Estou Aprendendo A Cozinhar

Sarah Coyne - Brazil

November 19, 2011

A quick excerpt from a typical day in the life of Igatu, Bahia: 

After spending two hours in Centro Cultural sorting out books and organizing them into their respective genres (Romance, Idiomas, Módulos Pré Vestibular) I head home, starving for some almoço (lunch). I find my host dad Neu working on some home improvement project, pulling tiles off the roof in the restaurant and shoveling dirt into large buckets, dispensing the piles of upturned earth somewhere along the exterior portion of the house. I walk into the kitchen, greeting my host mom Patricia with a “Bom dia” e lavo minhas mãos (“Good morning,” and I wash my hands) to get ready for the second phase of the day. I watch Patricia for a couple of minutes, noticing her flow back and forth between the stove and the counter, cutting legumes effortlessly and frying peixe (fish) while having a deep conversation with her niece Denise, and finally I decide to pop the question.

Dropping minha mochila (my backpack) next to the table, I ask Patricia “Quer ajuda” (would you like some help)? Responding to my inquiry with a rapid “sim, quero” (yes, I would), she hands me a container full of tomates (tomatoes) that need to be washed. Scrubbing them with sabão and putting them through a rinse, I watch Patricia make the first few cuts, quickly dicing the red fruit into perfect little cubes. She hands me the knife, reminds me to be careful of my hands and I repeat the process over, only this time the tomato suffers from awkward handling and the outcome results in sad misshapen chunks.

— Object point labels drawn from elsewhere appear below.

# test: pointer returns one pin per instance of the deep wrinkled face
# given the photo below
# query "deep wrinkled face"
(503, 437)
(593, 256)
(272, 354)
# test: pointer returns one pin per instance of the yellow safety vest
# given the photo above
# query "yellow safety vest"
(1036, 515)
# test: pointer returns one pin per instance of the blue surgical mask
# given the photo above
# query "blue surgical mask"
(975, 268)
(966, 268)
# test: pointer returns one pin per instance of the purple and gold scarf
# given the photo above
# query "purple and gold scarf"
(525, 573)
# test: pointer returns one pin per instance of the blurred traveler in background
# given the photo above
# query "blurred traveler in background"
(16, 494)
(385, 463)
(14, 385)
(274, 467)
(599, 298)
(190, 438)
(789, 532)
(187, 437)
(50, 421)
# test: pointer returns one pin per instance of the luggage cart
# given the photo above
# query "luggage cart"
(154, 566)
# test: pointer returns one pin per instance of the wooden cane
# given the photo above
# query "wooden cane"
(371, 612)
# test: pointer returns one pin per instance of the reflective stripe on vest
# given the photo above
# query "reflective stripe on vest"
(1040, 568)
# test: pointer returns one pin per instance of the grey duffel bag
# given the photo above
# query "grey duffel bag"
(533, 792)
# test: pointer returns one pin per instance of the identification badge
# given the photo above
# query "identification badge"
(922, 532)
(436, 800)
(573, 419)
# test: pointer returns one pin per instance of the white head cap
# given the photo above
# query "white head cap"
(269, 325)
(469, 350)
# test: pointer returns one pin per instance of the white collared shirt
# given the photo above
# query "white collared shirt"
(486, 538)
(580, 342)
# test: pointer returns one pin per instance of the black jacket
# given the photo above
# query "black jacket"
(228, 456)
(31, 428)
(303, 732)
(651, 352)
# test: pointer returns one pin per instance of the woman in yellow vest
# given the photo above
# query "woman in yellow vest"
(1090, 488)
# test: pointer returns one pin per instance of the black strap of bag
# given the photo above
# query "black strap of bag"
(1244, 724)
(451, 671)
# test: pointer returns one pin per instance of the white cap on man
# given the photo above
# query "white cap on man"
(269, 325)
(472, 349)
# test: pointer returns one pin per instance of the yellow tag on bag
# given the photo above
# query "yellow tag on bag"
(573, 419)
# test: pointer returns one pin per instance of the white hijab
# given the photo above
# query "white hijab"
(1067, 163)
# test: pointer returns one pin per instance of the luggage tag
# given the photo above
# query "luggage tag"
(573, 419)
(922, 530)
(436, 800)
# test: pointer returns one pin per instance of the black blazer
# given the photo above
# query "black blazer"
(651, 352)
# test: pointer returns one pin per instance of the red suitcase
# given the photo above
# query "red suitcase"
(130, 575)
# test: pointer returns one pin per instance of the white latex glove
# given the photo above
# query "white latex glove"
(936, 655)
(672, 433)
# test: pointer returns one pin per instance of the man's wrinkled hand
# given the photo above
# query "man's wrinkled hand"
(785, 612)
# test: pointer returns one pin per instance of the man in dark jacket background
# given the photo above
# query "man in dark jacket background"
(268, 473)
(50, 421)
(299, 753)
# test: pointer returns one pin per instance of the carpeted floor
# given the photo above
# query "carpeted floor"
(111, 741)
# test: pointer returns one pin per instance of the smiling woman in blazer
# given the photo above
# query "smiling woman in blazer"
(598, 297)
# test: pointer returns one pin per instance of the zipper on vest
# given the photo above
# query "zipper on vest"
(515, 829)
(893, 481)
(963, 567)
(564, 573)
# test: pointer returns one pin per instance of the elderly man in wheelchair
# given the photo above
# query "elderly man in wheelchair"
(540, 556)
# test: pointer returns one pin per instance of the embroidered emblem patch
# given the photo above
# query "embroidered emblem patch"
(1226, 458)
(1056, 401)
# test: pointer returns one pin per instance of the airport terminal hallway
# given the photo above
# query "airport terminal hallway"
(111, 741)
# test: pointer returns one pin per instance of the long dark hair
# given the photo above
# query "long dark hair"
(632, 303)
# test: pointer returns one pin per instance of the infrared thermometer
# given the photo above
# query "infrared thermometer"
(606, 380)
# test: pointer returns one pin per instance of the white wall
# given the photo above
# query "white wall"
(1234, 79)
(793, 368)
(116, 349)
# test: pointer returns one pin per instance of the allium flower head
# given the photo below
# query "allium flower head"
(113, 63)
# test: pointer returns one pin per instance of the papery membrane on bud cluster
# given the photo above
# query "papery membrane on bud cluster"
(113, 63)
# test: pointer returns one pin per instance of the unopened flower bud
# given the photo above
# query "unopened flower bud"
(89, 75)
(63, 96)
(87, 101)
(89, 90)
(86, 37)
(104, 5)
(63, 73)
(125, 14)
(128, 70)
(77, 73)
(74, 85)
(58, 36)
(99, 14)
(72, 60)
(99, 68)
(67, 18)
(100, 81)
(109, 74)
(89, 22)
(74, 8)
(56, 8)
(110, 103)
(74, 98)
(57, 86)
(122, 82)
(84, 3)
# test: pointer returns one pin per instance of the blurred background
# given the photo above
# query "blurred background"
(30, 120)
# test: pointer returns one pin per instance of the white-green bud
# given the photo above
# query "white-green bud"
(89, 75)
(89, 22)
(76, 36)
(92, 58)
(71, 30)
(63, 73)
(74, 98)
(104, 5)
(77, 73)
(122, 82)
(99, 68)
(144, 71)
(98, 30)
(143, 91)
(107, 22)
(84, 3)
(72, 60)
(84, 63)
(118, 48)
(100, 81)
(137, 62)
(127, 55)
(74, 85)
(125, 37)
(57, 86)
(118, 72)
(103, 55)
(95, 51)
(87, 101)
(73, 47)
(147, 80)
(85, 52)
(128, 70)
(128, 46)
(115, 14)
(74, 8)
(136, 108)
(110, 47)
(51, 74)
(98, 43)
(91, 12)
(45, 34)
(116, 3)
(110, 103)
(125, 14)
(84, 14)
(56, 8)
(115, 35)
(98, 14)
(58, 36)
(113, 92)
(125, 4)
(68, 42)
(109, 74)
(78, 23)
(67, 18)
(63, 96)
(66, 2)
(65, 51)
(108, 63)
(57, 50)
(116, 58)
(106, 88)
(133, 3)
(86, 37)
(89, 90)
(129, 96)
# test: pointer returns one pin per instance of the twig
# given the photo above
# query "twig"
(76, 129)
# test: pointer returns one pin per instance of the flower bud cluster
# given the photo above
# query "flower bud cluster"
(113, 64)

Patricia looks at the cutting board and chuckling under her breath, she inspects the tomato and my hands, making sure tenho todos os dedos da mãos (I have all ten fingers). Occasionally she will repeat “cuidado Sarah, cuidado com seus dedos” (careful Sarah, your hands) as I grasp ahold of the knife, cutting cebolas e cenouras (onions and carrots) and peeling alface (lettuce) until finally I have made myself something that resembles uma salada (a salad). Patricia takes my work and shows it to Denise. “Olha” she says, “a salada de Sarah, que beleza” and turns the bowl over to me, giving me a wink.

After setting the bowl on the table, she continues her work of seemingly ten different tasks, resuming to her quick chopping speed. I pull a bowl off the top shelf and scoop up my freshly cut fruits and vegetables, watching my host mom be a modern-day Brasilian cook.